Что же касается действительно самого авторитетного (и для собственных народов и для кремлёвских политиков) мнения правительств стран Европы и Азии, то там точка зрения на внутреннюю политику СССР вырабатывалась, к сожалению, вне какой-то связи с судьбой порабощённых народов советской империи. Причём, как выяснилось ещё в 20-х гг., своекорыстные интересы играли в выработке национальных политических линий у них гораздо большую роль, чем страдания миллионов за колючей проволокой советских границ. В этом смысле от их политики мало отличались и программы политических партий, включая европейские социал-демократические, которые, как известно, заняли место, альтернативное и большевизму, и фашизму, проповедуя третий, исключительно гуманный путь.

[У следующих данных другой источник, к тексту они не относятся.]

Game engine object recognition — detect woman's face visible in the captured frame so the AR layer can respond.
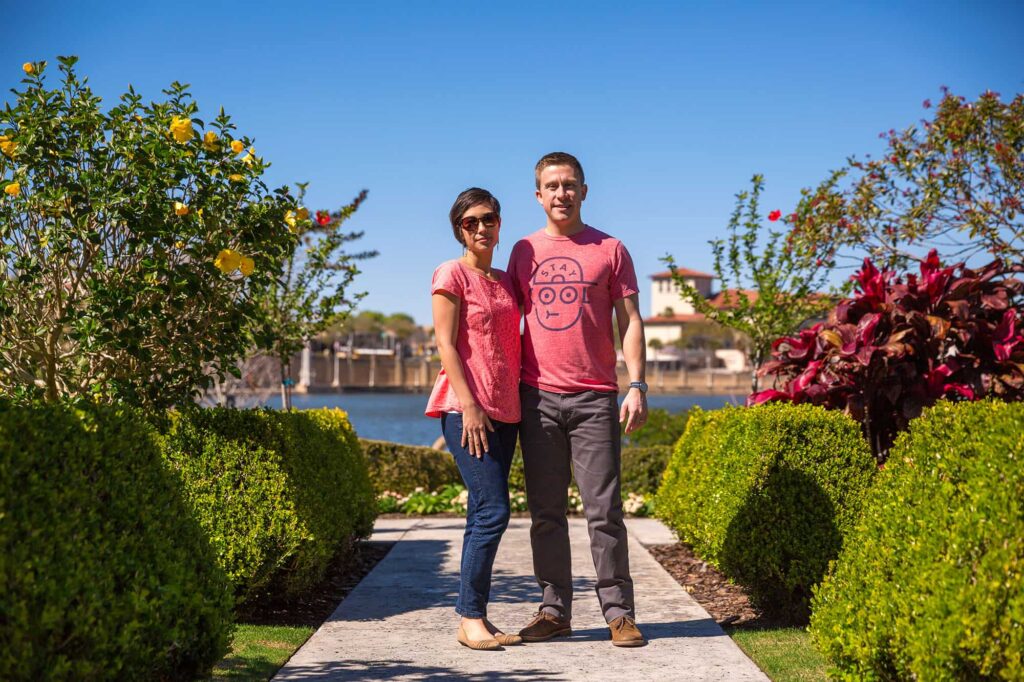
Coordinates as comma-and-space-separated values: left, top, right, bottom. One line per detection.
459, 202, 500, 255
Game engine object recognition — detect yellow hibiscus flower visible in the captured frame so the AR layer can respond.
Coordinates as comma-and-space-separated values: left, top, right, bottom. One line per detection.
296, 207, 309, 221
4, 182, 20, 197
230, 139, 245, 154
0, 134, 17, 158
241, 147, 256, 166
169, 116, 194, 143
238, 256, 255, 277
285, 210, 298, 229
229, 173, 244, 182
173, 201, 189, 216
215, 249, 242, 274
202, 130, 219, 151
22, 63, 34, 75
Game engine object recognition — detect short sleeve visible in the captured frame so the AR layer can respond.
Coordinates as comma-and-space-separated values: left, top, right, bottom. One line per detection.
609, 241, 639, 301
431, 261, 464, 298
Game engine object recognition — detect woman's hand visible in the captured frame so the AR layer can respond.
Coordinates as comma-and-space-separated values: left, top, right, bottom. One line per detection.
461, 403, 494, 458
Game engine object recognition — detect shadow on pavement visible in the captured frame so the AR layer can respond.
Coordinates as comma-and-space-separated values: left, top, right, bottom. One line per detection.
328, 539, 454, 621
276, 659, 569, 681
567, 618, 724, 642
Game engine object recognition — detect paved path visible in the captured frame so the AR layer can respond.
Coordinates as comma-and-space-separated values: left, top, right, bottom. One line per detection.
274, 517, 768, 681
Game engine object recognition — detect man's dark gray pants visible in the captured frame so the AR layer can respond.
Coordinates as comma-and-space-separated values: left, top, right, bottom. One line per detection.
519, 383, 634, 623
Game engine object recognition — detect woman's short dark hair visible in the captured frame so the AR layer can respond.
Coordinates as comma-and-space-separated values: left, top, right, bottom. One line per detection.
449, 188, 501, 246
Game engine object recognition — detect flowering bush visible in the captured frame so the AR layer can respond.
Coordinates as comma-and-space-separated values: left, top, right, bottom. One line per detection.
249, 184, 375, 409
623, 492, 654, 517
665, 175, 832, 392
376, 485, 653, 517
788, 89, 1024, 270
751, 249, 1024, 459
0, 57, 295, 408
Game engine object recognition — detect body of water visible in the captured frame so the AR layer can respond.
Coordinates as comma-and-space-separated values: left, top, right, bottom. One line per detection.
263, 392, 743, 446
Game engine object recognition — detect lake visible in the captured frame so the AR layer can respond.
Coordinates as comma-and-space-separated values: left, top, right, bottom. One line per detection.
263, 392, 743, 446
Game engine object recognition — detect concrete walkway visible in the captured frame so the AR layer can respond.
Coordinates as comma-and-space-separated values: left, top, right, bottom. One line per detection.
274, 517, 768, 681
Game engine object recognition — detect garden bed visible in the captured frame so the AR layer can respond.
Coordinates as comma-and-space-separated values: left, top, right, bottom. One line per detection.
647, 542, 763, 628
236, 541, 395, 627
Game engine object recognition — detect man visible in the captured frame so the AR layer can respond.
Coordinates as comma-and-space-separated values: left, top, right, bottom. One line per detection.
508, 152, 648, 647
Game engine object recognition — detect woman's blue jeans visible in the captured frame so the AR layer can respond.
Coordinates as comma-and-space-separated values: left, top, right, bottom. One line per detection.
441, 412, 518, 618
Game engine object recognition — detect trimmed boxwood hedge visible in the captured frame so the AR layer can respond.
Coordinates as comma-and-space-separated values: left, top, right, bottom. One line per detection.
361, 438, 462, 494
620, 445, 672, 495
0, 402, 234, 680
810, 400, 1024, 680
656, 403, 876, 621
162, 408, 375, 603
365, 437, 670, 498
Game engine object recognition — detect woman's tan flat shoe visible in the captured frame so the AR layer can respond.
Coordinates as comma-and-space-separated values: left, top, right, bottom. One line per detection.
457, 623, 502, 651
484, 619, 523, 645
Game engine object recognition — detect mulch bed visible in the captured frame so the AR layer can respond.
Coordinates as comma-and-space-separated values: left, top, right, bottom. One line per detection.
647, 543, 781, 629
236, 541, 395, 627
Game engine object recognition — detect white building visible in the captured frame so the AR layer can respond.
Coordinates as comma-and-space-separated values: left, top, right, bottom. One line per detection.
649, 267, 714, 318
643, 269, 757, 372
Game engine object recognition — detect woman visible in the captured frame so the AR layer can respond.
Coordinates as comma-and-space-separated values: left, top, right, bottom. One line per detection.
425, 188, 522, 651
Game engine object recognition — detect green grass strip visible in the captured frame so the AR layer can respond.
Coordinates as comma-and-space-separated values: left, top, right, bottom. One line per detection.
726, 627, 827, 682
210, 624, 315, 680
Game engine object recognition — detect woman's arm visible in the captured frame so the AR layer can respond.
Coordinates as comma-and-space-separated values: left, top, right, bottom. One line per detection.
432, 291, 494, 457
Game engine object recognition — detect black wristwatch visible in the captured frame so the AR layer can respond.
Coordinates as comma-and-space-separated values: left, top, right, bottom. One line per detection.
629, 381, 648, 394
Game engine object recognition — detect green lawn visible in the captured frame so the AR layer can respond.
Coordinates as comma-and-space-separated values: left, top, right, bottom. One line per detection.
726, 627, 828, 682
210, 624, 315, 681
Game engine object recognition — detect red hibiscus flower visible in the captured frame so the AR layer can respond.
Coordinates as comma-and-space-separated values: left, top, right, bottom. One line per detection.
316, 210, 331, 226
768, 209, 782, 222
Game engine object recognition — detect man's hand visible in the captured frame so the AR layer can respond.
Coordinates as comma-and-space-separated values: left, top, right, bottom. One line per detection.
619, 388, 648, 434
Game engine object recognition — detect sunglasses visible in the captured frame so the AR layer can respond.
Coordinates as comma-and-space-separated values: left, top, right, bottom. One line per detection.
460, 213, 499, 231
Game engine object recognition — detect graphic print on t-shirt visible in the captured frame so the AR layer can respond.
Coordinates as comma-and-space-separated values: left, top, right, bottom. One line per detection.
530, 256, 597, 331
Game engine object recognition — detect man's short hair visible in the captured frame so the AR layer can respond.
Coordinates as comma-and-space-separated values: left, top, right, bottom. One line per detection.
448, 187, 501, 246
534, 152, 585, 189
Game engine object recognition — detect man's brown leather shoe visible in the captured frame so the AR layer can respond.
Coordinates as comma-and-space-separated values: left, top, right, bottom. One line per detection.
608, 616, 646, 647
518, 611, 572, 642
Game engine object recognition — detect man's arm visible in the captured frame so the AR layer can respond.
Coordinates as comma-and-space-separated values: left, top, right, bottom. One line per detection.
614, 293, 647, 433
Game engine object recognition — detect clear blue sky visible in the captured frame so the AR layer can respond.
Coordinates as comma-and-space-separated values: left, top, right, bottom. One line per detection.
5, 1, 1023, 325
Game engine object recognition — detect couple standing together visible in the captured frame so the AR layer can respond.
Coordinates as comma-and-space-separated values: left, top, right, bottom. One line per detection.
425, 152, 649, 650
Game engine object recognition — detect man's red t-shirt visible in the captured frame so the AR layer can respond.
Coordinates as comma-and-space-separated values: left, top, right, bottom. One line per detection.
507, 225, 638, 394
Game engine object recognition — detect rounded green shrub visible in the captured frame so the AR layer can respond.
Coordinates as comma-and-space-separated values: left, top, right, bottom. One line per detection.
360, 439, 461, 494
656, 404, 876, 621
513, 443, 670, 496
363, 437, 671, 500
620, 445, 672, 495
0, 402, 234, 680
810, 400, 1024, 680
162, 407, 375, 602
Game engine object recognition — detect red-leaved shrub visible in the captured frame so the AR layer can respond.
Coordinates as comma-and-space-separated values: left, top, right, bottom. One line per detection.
750, 250, 1024, 459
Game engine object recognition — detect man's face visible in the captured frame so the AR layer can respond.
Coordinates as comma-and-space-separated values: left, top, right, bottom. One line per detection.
536, 164, 587, 225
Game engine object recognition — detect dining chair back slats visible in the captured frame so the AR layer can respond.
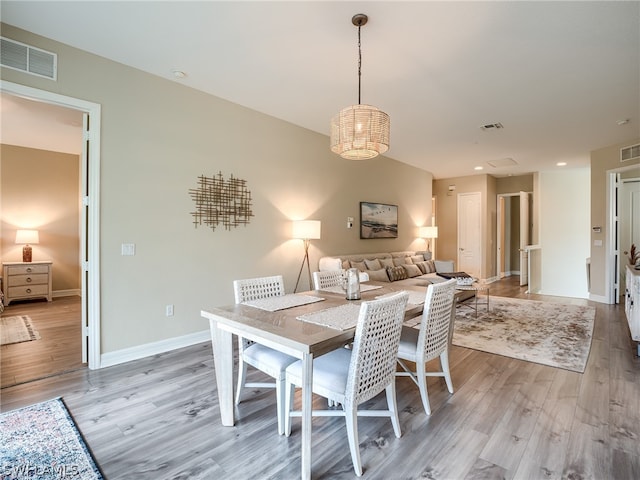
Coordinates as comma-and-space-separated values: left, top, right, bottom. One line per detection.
312, 270, 345, 290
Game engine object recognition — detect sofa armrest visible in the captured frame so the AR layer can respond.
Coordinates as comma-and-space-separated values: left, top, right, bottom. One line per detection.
434, 259, 455, 273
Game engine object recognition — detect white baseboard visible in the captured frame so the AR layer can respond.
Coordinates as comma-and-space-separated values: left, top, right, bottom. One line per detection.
100, 329, 211, 368
588, 293, 610, 304
52, 289, 81, 298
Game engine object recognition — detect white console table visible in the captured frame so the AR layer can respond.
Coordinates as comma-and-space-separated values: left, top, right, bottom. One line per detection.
624, 265, 640, 356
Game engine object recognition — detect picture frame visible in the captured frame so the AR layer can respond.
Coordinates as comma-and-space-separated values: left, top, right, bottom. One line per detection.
360, 202, 398, 239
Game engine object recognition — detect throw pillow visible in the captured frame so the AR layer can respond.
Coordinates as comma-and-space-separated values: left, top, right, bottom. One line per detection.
410, 255, 425, 264
366, 268, 390, 282
402, 264, 422, 278
386, 265, 408, 281
415, 260, 436, 274
380, 257, 395, 268
392, 256, 411, 266
350, 260, 367, 272
364, 258, 382, 270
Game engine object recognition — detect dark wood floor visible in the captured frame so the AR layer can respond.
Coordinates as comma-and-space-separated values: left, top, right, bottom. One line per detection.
1, 278, 639, 479
1, 296, 83, 388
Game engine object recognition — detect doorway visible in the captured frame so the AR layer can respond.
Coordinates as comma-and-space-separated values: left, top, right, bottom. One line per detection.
0, 81, 101, 371
496, 192, 533, 283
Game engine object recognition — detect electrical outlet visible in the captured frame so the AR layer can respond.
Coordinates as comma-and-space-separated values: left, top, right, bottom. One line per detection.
166, 304, 174, 316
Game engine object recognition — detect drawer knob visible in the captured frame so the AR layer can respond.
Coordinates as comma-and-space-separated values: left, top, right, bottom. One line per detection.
26, 288, 32, 294
26, 267, 33, 273
26, 277, 32, 283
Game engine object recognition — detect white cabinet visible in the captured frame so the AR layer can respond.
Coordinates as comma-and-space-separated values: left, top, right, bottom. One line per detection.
2, 261, 52, 306
624, 265, 640, 355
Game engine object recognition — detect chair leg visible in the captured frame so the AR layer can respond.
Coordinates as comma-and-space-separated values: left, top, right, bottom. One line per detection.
440, 350, 454, 393
284, 381, 294, 437
276, 377, 286, 435
345, 405, 363, 476
385, 383, 402, 438
416, 360, 432, 415
235, 360, 247, 405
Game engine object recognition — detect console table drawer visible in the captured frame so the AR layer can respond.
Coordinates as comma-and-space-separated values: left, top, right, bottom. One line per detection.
5, 264, 49, 276
6, 273, 49, 287
8, 284, 50, 298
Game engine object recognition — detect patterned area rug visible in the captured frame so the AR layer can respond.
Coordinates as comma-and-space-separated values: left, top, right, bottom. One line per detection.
0, 398, 103, 480
452, 296, 595, 373
0, 315, 41, 346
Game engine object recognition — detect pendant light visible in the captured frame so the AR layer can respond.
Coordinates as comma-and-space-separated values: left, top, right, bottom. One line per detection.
330, 14, 390, 160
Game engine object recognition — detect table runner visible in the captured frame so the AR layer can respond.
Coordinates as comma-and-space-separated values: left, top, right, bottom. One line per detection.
318, 284, 383, 295
297, 303, 362, 330
242, 294, 325, 312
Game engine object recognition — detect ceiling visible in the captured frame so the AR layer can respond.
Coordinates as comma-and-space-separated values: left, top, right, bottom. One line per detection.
1, 1, 639, 179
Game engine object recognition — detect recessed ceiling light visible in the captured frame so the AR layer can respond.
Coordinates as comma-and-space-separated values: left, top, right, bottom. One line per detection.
557, 162, 567, 166
480, 122, 504, 131
172, 70, 187, 79
474, 166, 483, 171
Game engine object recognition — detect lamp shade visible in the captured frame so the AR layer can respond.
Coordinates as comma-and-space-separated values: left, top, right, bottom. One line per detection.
331, 105, 390, 160
15, 229, 39, 245
292, 220, 321, 240
419, 226, 438, 239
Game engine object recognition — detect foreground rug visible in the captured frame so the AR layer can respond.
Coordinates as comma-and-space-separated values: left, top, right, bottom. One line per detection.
452, 296, 595, 373
0, 398, 103, 480
0, 315, 41, 346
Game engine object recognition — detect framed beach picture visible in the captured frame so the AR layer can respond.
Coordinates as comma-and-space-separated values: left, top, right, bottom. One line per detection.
360, 202, 398, 239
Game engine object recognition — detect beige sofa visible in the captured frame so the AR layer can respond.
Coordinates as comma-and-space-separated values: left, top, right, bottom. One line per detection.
318, 250, 456, 288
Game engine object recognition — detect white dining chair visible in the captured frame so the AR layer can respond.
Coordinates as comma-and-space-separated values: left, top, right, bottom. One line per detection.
234, 275, 297, 435
284, 291, 409, 476
312, 269, 345, 290
395, 278, 457, 415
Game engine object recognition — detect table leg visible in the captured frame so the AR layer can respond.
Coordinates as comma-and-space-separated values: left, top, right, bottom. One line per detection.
208, 318, 235, 426
301, 352, 313, 480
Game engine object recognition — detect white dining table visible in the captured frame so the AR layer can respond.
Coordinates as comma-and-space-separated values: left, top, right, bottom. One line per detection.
201, 283, 424, 479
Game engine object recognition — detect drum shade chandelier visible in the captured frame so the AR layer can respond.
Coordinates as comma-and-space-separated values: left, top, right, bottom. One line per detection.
330, 14, 390, 160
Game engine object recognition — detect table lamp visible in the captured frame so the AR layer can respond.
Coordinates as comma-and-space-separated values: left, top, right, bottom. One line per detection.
15, 229, 39, 262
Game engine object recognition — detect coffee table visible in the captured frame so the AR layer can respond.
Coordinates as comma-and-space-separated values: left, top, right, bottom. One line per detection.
455, 282, 490, 317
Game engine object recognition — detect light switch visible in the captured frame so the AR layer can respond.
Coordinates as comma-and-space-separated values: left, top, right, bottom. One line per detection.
121, 243, 135, 255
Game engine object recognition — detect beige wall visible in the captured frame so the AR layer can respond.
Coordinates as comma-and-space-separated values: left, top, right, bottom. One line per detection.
0, 145, 80, 292
590, 139, 640, 299
0, 24, 433, 354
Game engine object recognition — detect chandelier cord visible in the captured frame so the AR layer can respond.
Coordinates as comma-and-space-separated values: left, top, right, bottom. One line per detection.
357, 22, 362, 105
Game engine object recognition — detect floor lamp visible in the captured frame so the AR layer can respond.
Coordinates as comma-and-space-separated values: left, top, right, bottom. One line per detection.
292, 220, 321, 293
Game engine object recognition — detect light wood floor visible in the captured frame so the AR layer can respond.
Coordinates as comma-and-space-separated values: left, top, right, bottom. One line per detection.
1, 278, 639, 479
1, 296, 84, 388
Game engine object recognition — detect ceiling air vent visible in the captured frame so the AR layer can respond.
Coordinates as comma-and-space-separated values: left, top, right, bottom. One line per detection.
1, 37, 57, 80
480, 122, 504, 131
620, 143, 640, 163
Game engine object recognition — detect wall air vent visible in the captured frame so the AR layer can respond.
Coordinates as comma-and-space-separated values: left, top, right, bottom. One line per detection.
620, 143, 640, 163
1, 37, 57, 80
480, 122, 504, 131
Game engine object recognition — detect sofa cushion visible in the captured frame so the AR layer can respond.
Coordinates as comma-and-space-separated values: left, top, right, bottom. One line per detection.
386, 265, 408, 281
350, 260, 367, 271
364, 258, 382, 270
366, 268, 390, 282
393, 256, 411, 266
402, 264, 422, 278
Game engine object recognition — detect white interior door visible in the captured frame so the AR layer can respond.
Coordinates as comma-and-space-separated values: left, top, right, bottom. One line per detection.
620, 178, 640, 296
519, 191, 531, 286
458, 192, 482, 278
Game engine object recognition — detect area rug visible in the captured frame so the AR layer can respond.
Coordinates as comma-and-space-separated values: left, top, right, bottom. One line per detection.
452, 296, 595, 373
0, 315, 41, 346
0, 398, 103, 479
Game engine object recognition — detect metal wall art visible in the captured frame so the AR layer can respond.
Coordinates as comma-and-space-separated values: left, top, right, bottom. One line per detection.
189, 172, 253, 231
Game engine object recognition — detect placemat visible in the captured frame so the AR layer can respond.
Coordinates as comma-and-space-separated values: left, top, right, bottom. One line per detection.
297, 303, 362, 330
319, 284, 383, 294
242, 294, 325, 312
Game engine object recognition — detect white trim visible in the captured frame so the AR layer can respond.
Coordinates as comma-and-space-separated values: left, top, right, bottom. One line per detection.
0, 80, 102, 369
589, 293, 608, 304
100, 330, 211, 368
52, 289, 81, 298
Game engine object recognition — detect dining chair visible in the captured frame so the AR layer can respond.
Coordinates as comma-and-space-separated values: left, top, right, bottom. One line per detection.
395, 278, 457, 415
284, 291, 409, 477
233, 275, 297, 435
312, 269, 345, 290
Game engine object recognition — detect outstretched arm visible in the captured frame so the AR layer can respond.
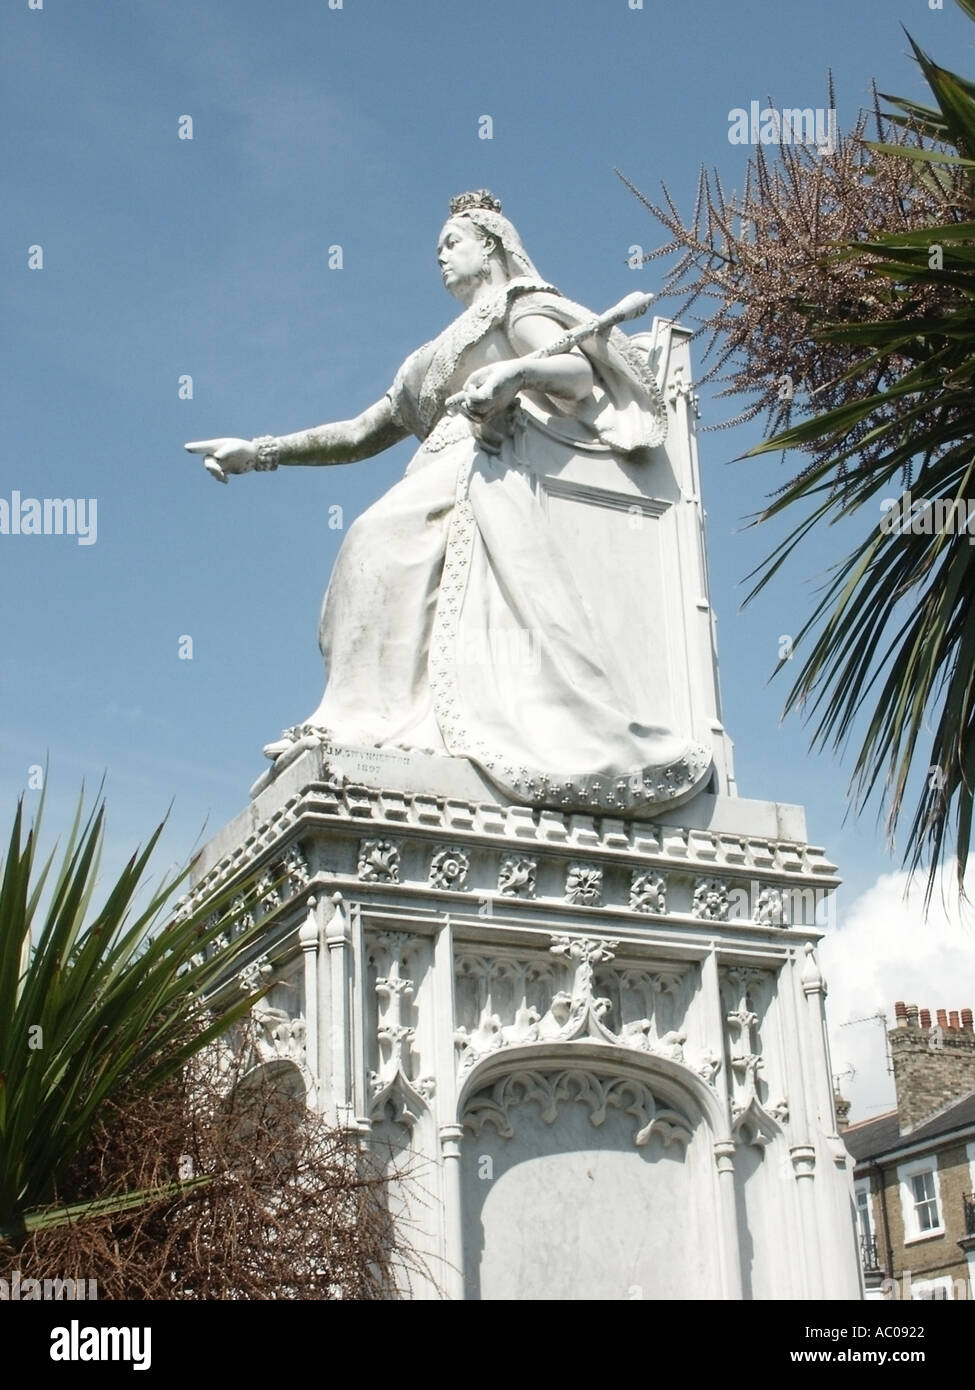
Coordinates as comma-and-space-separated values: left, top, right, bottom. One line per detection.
275, 397, 408, 464
185, 396, 408, 482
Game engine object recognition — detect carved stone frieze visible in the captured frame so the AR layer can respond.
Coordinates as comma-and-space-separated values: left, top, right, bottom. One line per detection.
184, 777, 839, 927
498, 855, 536, 898
358, 838, 401, 883
238, 953, 273, 994
230, 893, 254, 936
257, 870, 280, 914
181, 839, 315, 972
617, 965, 684, 1002
692, 878, 730, 921
629, 869, 667, 914
282, 843, 311, 890
429, 846, 470, 891
564, 863, 602, 906
755, 885, 786, 927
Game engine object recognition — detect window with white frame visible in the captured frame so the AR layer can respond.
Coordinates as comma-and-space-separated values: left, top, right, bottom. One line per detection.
898, 1157, 944, 1242
855, 1181, 874, 1239
912, 1170, 939, 1231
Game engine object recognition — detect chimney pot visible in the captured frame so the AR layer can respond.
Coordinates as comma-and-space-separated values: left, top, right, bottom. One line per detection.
906, 1004, 919, 1027
892, 1000, 975, 1131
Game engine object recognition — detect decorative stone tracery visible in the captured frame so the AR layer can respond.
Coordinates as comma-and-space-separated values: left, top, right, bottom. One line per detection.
452, 933, 718, 1088
463, 1068, 693, 1149
366, 932, 434, 1127
720, 965, 788, 1146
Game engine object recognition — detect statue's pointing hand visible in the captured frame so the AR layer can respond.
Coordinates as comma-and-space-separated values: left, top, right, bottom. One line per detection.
184, 438, 259, 484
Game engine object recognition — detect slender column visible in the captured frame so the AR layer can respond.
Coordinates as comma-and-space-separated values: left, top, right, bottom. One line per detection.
791, 1144, 822, 1298
433, 914, 465, 1299
796, 942, 835, 1298
325, 891, 353, 1127
702, 942, 743, 1299
439, 1124, 466, 1301
298, 894, 320, 1104
713, 1142, 743, 1300
350, 901, 370, 1127
776, 944, 817, 1298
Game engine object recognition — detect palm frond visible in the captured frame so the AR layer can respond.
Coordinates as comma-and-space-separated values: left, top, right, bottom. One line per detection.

Но вот, что писали чешские социал-демократы в своей «Право Лиду» в 1924 г.: «Теперь русская демократия распространяет сведения о том, что большевики преследуют тех, кто не согласен с их режимом. Но мы считаем, что теперь необходима известная осторожность при чтении этих сообщений, и в некоторых случаях встаёт вопрос: не пускает ли определённая часть русской эмиграции эти сведения с целью оправдать свою бездеятельность за границей» (цит. по: Мельгунов, 1990. С. 8, 9). Соответственным было и хвалёное общественное мнение демократической Европы, которое «как бы сознательно отворачивается от этой правды, ибо она, в своём голом и неприкрашенном виде, становится в слишком непримиримое противоречие с культурными навыками современного правового строя и общепризнанной людской моралью» (ук. соч. С. 8).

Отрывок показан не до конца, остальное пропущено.